The price for this technology transfer was zero. An unthinkable act in today’s economy was shamelessly perpetuated.
It was not that the planters or their markets did not know what was being done. It was that they did not care to disturb their comfort. They needed a reason to ignore their moral conscience.
Racial pseudoscience was developed, which created a hierarchy of races, with Black people at the bottom and White people at the top. Quite literally, the planters developed a colour chart of privilege.
But more than colour, there was a power shift. Before the Atlantic trade, European traders conducted commercial trade with African leaders. However, this trade did not deliver the quantities of labour required on the plantations.
Therefore, they created military alliances to generate wars and sought to enslave the captured persons.
“I verily believe that the far greater part of wars in Africa would cease if the Europeans would cease to tempt them by offering goods for sale. I believe the captives reserved for sale are fewer than the slain.” — John Newton, former slave ship captain.
Many of these enslaved persons had never seen the sea before. Ottobah Cugoano wrote of being snatched as a child playing on a field.
He described the slave ship: “There was nothing to be heard but the rattling of chains, smacking of whips, and the groans and cries of our fellow men. Some would not stir from the ground when they were lashed and beat in the most horrible manner.”
William Cowper, a British poet, wrote a poem that captures the ethos of the day:
“I own I am shocked at the purchase of slaves,/ And fear those who buy them and sell them are knaves;/ What I hear of their hardships, their tortures, and groans/ Is almost enough to draw pity from stones./ I pity them greatly, but I must be mum,/ For how could we do without sugar and rum?/ Especially sugar, so needful we see;/ What, give up our desserts, our coffee, and tea?”
He exposes the hypocrisy of bemoaning the fate of the Africans while enjoying the fruits of their labour. The torture, the groans and the pity did not empower him and his fellow Britishers to speak.
Doing so would mean giving up their lives of ease. He and his compatriots were not prepared to do so.
When we see Africa today, we should reflect on these events. The deep distrust between tribes/ nations has a long history engendered by the colonials.
We may be tempted to believe that it was a good thing that the slavers came. If we do, we are rejoicing in what we have but are not counting what has been lost.
We see children who are lost and do not know their history or future. We have been robbed of ourselves. We are dead. We have no rights, no culture, no religion.

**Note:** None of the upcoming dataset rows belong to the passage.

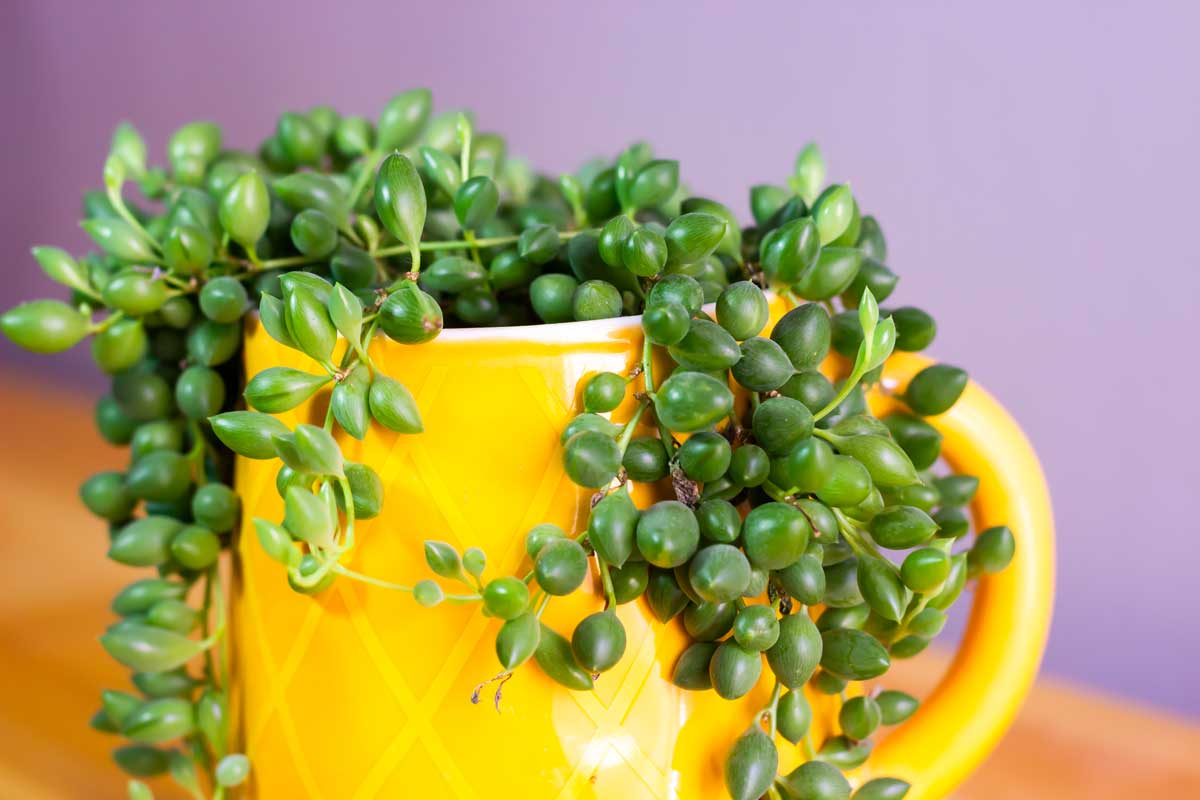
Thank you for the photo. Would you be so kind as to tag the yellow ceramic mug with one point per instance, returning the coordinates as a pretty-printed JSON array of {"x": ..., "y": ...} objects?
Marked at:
[{"x": 361, "y": 693}]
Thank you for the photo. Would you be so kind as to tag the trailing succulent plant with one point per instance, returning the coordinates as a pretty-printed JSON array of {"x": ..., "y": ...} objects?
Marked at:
[{"x": 340, "y": 228}]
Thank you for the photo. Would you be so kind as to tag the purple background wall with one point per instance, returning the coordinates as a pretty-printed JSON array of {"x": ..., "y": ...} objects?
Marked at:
[{"x": 1035, "y": 167}]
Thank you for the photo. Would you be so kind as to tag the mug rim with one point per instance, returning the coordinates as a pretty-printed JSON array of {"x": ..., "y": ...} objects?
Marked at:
[{"x": 571, "y": 332}]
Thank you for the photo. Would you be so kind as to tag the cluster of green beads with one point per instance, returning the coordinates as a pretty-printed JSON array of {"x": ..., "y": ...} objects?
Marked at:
[{"x": 340, "y": 228}]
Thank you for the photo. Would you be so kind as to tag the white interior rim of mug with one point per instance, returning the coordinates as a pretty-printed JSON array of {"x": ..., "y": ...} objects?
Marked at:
[{"x": 591, "y": 330}]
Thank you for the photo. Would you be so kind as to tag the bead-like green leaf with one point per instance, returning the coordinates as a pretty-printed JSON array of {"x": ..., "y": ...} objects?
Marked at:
[
  {"x": 654, "y": 184},
  {"x": 400, "y": 200},
  {"x": 45, "y": 325},
  {"x": 402, "y": 119},
  {"x": 280, "y": 389},
  {"x": 144, "y": 648},
  {"x": 246, "y": 209}
]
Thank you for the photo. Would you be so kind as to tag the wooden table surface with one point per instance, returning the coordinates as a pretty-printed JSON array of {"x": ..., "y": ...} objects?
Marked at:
[{"x": 1067, "y": 743}]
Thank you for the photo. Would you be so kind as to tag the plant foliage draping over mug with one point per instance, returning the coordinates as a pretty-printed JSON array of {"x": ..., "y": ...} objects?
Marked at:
[{"x": 341, "y": 229}]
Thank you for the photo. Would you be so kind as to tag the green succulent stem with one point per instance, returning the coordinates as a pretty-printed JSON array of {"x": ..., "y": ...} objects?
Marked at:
[{"x": 772, "y": 708}]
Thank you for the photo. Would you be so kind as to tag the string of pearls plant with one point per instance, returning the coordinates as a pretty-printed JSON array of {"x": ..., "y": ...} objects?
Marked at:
[{"x": 805, "y": 533}]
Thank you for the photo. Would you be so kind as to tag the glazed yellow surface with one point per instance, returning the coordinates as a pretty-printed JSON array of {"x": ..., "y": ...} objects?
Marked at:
[{"x": 361, "y": 693}]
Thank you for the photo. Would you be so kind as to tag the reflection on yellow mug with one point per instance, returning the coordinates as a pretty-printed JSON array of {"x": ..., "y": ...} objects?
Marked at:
[{"x": 359, "y": 692}]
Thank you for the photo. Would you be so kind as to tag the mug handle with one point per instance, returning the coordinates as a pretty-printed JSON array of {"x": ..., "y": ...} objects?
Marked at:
[{"x": 964, "y": 719}]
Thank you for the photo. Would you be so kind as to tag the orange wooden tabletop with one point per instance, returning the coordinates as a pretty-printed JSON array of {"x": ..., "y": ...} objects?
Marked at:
[{"x": 1067, "y": 743}]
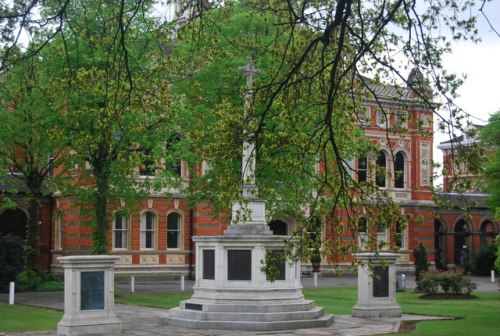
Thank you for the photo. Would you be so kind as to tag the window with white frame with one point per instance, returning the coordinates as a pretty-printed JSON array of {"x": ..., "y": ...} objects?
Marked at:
[
  {"x": 362, "y": 233},
  {"x": 148, "y": 166},
  {"x": 381, "y": 118},
  {"x": 382, "y": 236},
  {"x": 58, "y": 233},
  {"x": 362, "y": 168},
  {"x": 399, "y": 170},
  {"x": 148, "y": 230},
  {"x": 365, "y": 115},
  {"x": 174, "y": 225},
  {"x": 120, "y": 231},
  {"x": 400, "y": 238},
  {"x": 401, "y": 119},
  {"x": 381, "y": 169}
]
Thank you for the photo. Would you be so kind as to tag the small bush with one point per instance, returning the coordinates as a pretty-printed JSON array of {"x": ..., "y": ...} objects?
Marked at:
[
  {"x": 11, "y": 259},
  {"x": 484, "y": 260},
  {"x": 448, "y": 281},
  {"x": 30, "y": 281}
]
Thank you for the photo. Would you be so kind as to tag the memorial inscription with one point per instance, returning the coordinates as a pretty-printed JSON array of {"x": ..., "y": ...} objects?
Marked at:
[
  {"x": 380, "y": 281},
  {"x": 92, "y": 290},
  {"x": 209, "y": 264},
  {"x": 239, "y": 265}
]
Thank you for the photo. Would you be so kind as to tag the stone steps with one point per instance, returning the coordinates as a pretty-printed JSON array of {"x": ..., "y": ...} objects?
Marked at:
[
  {"x": 323, "y": 321},
  {"x": 304, "y": 305}
]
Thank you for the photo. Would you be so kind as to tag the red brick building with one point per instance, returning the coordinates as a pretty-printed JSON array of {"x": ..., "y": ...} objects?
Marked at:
[
  {"x": 157, "y": 236},
  {"x": 460, "y": 233}
]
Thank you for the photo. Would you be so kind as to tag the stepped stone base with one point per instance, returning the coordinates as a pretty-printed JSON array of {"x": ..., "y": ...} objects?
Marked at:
[{"x": 257, "y": 315}]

We cannot even think for ourselves.
We reject those who may offer any analyses of our condition. No context has been our fate.
The plunder continues with the mining of cobalt and other precious metals. We live on the dregs. We are mere vessels in the use of our masters. We have no dream of our own. We exist to fulfil the political dreams of others.
All of this has been wrought in the pursuit of money.
Noble Philip, a retired business executive, is trying to interpret Jesus’ relationships with the poor and rich among us. A Seeker, not a Saint.